A readme file is an important addition to your raw data collections. Readme files allow others to understand and reuse your data after you have submitted it to repositories by explaining the nuances of your unique data collection.
Here are a couple of examples of data records that include readme files:
- Paleosol data from Kenya deposited in UO Scholars’ Bank record
- Clinical trial mandatory reporting study data deposited in Dryad
These guidelines may help you organize and complete a readme file for your completed dataset. You’re always welcome to contact the UO data librarians for assistance with creating readme files.
- Getting Started
You can start preparing for your readme file when you start collecting your data. While collecting your data, make notes that will help you and others interpret and understand your data later.

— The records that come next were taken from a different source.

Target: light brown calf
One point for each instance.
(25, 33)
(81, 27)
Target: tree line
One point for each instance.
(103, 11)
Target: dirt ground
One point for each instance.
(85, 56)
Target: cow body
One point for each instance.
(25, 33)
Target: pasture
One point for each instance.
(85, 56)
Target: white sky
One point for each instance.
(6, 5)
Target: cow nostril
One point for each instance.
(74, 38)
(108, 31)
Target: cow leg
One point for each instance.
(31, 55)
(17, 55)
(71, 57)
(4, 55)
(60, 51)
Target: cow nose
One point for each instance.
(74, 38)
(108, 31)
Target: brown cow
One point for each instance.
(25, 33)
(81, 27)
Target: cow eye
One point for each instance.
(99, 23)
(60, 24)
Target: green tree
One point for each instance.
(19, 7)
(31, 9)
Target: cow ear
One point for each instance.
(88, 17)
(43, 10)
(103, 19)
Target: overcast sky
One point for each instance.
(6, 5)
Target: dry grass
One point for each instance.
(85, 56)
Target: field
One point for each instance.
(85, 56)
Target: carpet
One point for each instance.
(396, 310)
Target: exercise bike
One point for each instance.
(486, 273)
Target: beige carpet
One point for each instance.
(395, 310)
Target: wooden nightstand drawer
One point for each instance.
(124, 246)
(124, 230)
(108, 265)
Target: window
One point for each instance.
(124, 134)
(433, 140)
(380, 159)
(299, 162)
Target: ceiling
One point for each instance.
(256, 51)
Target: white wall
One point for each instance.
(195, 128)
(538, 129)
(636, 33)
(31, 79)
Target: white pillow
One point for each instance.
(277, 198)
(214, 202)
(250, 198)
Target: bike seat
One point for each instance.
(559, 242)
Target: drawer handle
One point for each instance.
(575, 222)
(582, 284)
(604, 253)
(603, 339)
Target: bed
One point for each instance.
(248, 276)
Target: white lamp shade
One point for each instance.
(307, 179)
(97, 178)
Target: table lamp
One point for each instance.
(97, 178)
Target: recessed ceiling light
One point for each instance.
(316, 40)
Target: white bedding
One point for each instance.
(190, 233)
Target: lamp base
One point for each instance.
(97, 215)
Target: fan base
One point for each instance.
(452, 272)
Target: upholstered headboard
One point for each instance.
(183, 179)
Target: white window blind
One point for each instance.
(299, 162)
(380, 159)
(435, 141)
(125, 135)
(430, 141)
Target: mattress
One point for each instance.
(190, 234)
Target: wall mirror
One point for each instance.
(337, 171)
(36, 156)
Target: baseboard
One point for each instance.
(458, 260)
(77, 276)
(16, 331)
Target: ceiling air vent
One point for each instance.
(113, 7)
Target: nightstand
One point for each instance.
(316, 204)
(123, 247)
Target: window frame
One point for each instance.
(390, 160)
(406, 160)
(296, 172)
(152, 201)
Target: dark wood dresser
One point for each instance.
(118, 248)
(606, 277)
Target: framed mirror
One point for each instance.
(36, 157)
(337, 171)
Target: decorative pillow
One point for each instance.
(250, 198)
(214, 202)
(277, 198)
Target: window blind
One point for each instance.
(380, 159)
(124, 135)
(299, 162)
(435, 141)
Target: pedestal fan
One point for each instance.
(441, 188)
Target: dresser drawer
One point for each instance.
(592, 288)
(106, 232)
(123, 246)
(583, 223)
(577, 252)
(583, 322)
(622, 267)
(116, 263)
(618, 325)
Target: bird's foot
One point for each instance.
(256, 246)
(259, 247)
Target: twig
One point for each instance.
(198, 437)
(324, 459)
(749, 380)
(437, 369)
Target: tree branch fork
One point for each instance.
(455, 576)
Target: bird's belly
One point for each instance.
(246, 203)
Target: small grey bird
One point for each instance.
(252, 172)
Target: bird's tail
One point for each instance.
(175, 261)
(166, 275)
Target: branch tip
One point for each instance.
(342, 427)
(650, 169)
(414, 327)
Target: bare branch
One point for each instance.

Although you might think you will remember everything about your data collection process, you might be surprised what you forget six months down the road. - Getting Organized
Embarking on the creation of a readme file may seem daunting, but starting with a well-organized outline can help ease the process. Cornell University’s Research Data Management Service Group offers a great, concise outline to get you started on organizing your document. - Completing a Readme File
Now that you have outlined what you are going to talk about in your readme file, it’s time to add the details! Fill out this form to the best of your abilities concentrating on the information in bold as this information will be the most helpful in the preservation and reuse of your data. Be thorough, yet succinct–only include information that will be helpful in understanding your data collection. - Submitting Your Dataset and Readme File
Once you have finished preparing your dataset and readme files, you can submit them to your chosen repository. Including a readme file with your data ensures that others will be able to understand and reuse your data (with respect to copyrights and permissions) for years to come.